Patricia Karvelas and Natasha Robinson | December 13, 2008
Article from: The Australian

War erupts over Dodson’s ‘grenade’

INDIGENOUS leader Warren Mundine has accused father of reconciliation Patrick Dodson of using a review of Aboriginal outstations to “throw a grenade” in a bid to spark a political war between adherents of self-determination and backers of economic self-reliance.

The former Labor national president’s response to Mr Dodson’s attack came as a former World Bank economist called for an end to the system of funding Northern Territory outstations, saying it benefited whites at the expense of dirt-poor Aborigines.

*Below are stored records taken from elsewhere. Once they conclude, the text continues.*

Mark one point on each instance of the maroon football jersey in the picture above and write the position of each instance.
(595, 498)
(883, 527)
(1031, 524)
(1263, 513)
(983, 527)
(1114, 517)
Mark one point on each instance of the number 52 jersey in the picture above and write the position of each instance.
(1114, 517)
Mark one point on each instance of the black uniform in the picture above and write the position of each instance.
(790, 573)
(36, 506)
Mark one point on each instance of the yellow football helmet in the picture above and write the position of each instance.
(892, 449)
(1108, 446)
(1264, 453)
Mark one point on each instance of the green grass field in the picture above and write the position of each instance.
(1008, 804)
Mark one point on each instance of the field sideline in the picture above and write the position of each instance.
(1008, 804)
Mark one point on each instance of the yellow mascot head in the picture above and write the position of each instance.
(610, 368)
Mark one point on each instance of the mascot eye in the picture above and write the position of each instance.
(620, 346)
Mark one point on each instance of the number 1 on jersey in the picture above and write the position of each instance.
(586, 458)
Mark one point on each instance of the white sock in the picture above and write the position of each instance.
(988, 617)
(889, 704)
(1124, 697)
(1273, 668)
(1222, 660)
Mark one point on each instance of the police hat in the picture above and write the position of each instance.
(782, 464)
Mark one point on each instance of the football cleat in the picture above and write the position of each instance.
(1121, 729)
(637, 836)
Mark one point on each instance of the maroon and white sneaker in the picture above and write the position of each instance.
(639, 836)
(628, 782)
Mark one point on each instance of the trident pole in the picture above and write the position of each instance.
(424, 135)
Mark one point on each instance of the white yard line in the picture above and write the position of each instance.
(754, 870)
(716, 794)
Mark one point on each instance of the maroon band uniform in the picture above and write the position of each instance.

Helen Hughes said the outstations should be entitled to the same funding rules as any other remote community, but the money was being spent on white managers living in large communities rather than on the Aborigines living in the remote homelands. “Aboriginal people are being totally ripped off,” Professor Hughes said.

“They’re hiring white staff who have comfortable offices and comfortable houses, and the bulk of the funding that is going to the outstations is being spent on the staff.” Mr Dodson yesterday wound up two weeks of consultations in remote communities over the future of the outstations. The review comes a year after the Northern Territory Government took responsibility for more than 500 outstations from Canberra.

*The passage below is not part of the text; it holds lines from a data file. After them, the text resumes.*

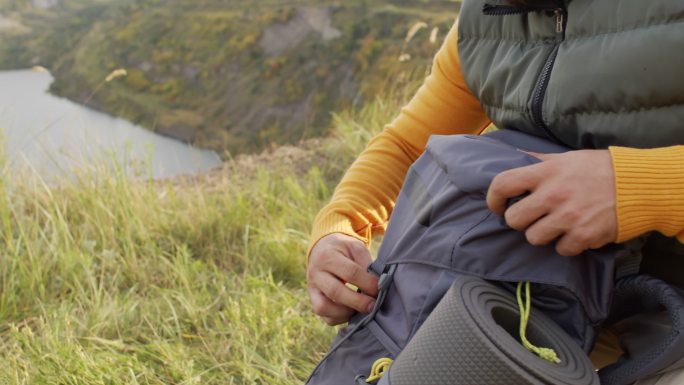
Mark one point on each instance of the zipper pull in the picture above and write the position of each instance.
(560, 14)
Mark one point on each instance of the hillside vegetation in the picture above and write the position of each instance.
(191, 281)
(224, 74)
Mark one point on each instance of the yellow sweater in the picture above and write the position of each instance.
(649, 183)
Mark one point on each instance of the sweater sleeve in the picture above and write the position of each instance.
(364, 199)
(649, 191)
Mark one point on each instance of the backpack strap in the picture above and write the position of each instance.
(648, 316)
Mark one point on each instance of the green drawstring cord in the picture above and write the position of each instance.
(545, 353)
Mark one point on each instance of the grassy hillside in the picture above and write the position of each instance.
(190, 281)
(225, 74)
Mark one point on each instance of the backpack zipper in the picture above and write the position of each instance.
(543, 81)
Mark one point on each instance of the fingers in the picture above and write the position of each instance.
(356, 269)
(340, 294)
(332, 313)
(524, 213)
(544, 231)
(510, 184)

Echoing the inflammatory comments of Howard government indigenous affairs minister Amanda Vanstone, who likened the outstations to “cultural museums”, Coalition indigenous affairs spokesman Tony Abbott said yesterday governments should not subsidise communities that had no future.

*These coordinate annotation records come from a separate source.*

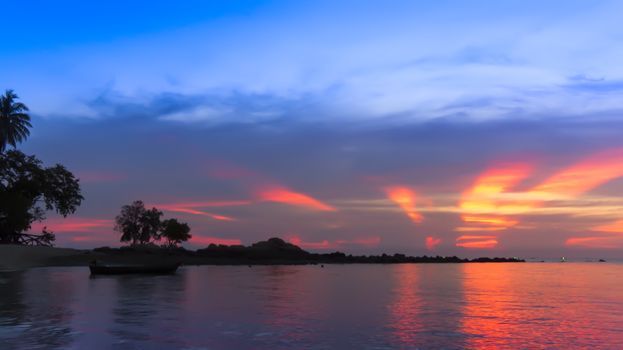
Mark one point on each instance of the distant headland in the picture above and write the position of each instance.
(274, 251)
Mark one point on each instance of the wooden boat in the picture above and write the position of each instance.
(102, 269)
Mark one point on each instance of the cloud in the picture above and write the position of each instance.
(200, 240)
(286, 196)
(432, 242)
(405, 198)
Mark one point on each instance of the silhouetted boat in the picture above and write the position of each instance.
(99, 269)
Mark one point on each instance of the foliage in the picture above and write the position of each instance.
(175, 232)
(28, 190)
(14, 120)
(137, 224)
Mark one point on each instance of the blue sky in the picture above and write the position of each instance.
(370, 94)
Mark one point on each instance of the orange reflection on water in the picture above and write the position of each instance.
(540, 305)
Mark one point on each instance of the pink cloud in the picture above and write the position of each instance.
(432, 242)
(207, 240)
(283, 195)
(100, 176)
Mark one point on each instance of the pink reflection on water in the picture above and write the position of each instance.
(554, 304)
(405, 317)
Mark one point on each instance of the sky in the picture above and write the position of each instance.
(418, 127)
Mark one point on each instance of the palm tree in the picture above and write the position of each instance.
(14, 120)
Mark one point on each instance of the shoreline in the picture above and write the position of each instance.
(272, 252)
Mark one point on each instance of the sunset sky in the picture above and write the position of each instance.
(420, 127)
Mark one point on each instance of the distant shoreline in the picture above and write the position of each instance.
(271, 252)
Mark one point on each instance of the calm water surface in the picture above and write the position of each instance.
(483, 306)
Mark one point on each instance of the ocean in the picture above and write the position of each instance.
(419, 306)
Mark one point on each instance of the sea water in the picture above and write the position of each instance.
(423, 306)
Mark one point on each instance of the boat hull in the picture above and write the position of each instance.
(133, 269)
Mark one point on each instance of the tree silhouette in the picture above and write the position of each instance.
(14, 120)
(175, 232)
(137, 224)
(27, 190)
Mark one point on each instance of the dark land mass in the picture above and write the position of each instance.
(274, 251)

“I’m all in favour of people building for themselves a bush retreat, if that’s what they want, but I’m far from convinced that the federal, state or territory governments should subsidise people to build bush retreats,” Mr Abbott said.

Mr Dodson attacked Mr Mundine, Cape York leader Noel Pearson and Aboriginal academic Marcia Langton, telling an outstation meeting on Thursday the trio “don’t recognise you and don’t recognise your culture”.

Mr Dodson – the recipient of the Sydney Peace Prize – accused the three of trying to shut down the outstations.
“I find it quite bizarre that a man of peace has really thrown a grenade between indigenous people to start a war, for what purpose I don’t know,” Mr Mundine told The Weekend Australian yesterday.

Though the Rudd Government has been quiet on the issue, it has been pushing the Territory for months to bite the bullet on the outstations, demanding the Territory Government form a policy with clear rules about what services would be provided at which outstations.

Indigenous Affairs Minister Jenny Macklin is being advised by bureaucrats whose thinking is aligned with that of their former senior colleagues who worked as bureaucrats advising the Howard government, Peter Shergold and Wayne Gibbons.